Drone Technology Used to Aid Firefighters

Drone technology is not just for the battlefield. Now, drones can also be used to help fight fires.

While drones are commonly used by the military for surveillance and dropping bombs, unmanned aerial systems are now being developed for much broader uses outside the military.

Take, for instance, Datron's 2.5-pound drone equipped with a camera  “Scout.”

The Scout -- which can fly above 1,500 feet and has a two-mile radius – can help firefighters do their job more safely and effectively, according to Orion Linekin of Datron.

“The scout is designed as a squad level solution for that soldier on the front line or that firefighter public safety officer on the front line to get immediate situational awareness,” Linekin told NBC in an exclusive interview.

The drone’s design makes it ideal for helping fight fires.

"Anytime we have an aerial view for the incident commander it helps us make operational decisions," said Cal Fire San Diego Capt.

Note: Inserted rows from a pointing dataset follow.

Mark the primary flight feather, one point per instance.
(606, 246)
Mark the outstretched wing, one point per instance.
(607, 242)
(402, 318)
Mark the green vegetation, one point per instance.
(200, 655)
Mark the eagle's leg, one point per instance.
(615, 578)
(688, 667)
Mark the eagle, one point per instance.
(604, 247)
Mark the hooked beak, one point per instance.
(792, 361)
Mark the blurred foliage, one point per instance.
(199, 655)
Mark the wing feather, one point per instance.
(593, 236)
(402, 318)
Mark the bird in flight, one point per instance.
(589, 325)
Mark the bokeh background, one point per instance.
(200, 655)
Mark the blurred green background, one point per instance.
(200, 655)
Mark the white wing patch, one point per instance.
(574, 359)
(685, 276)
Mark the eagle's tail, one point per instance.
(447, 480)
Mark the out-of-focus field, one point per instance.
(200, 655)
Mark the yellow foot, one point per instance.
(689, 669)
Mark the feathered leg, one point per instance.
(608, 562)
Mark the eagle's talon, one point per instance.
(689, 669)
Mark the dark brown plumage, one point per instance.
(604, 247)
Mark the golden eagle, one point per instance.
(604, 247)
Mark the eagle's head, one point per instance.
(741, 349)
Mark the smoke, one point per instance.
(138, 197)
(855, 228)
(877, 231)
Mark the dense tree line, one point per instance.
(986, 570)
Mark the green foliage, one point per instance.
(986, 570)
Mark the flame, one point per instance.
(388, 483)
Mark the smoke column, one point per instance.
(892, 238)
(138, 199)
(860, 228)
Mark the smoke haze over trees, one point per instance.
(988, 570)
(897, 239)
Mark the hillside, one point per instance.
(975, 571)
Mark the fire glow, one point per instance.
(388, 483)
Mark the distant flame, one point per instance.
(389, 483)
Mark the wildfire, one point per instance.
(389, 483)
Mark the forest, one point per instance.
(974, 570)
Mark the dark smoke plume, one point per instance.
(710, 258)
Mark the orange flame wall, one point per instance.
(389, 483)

Mike Mohler.

From Santa Ana winds-driven wildfires – like those that sparked back in 2007 – to providing a rooftop view for structural fires, Capt. Mohler says drones like the Scout can be another tool to help firefighters prevent death and destruction.

“If it's a Santa Ana wind-driven fire, maybe the next affected neighborhood, but if we have an aerial drone up we can see the rate of spread and know that within a certain amount of time a certain neighborhood or community may be threatened,” added Mohler.

It's a simple system that can be flown right from a touchscreen tablet.

“Then we just climb by holding on to the altitude bar,” explained Linekin.

And the Scout’s size, and easy assembly, makes it ideal for on-scene commanders.

“There’s still going to be a need to bring in helicopter assets and water drop assets, but those take longer to get on scene. This is something that comes immediately out of the truck and, within five minutes, you can be looking at what you’ve got to deal with,” said Linekin.

A little drone, with a big picture, that can help save lives.

The Scout is being demonstrated for its use in assisting firefighters, and it's already been used in a HAZMAT situation.

For the aforementioned potential use in Santa Ana winds-driven fires like in 2007, the Scout can fly in sustained winds greater than 30 mph and has stayed airborne in gusts greater than 50 mph.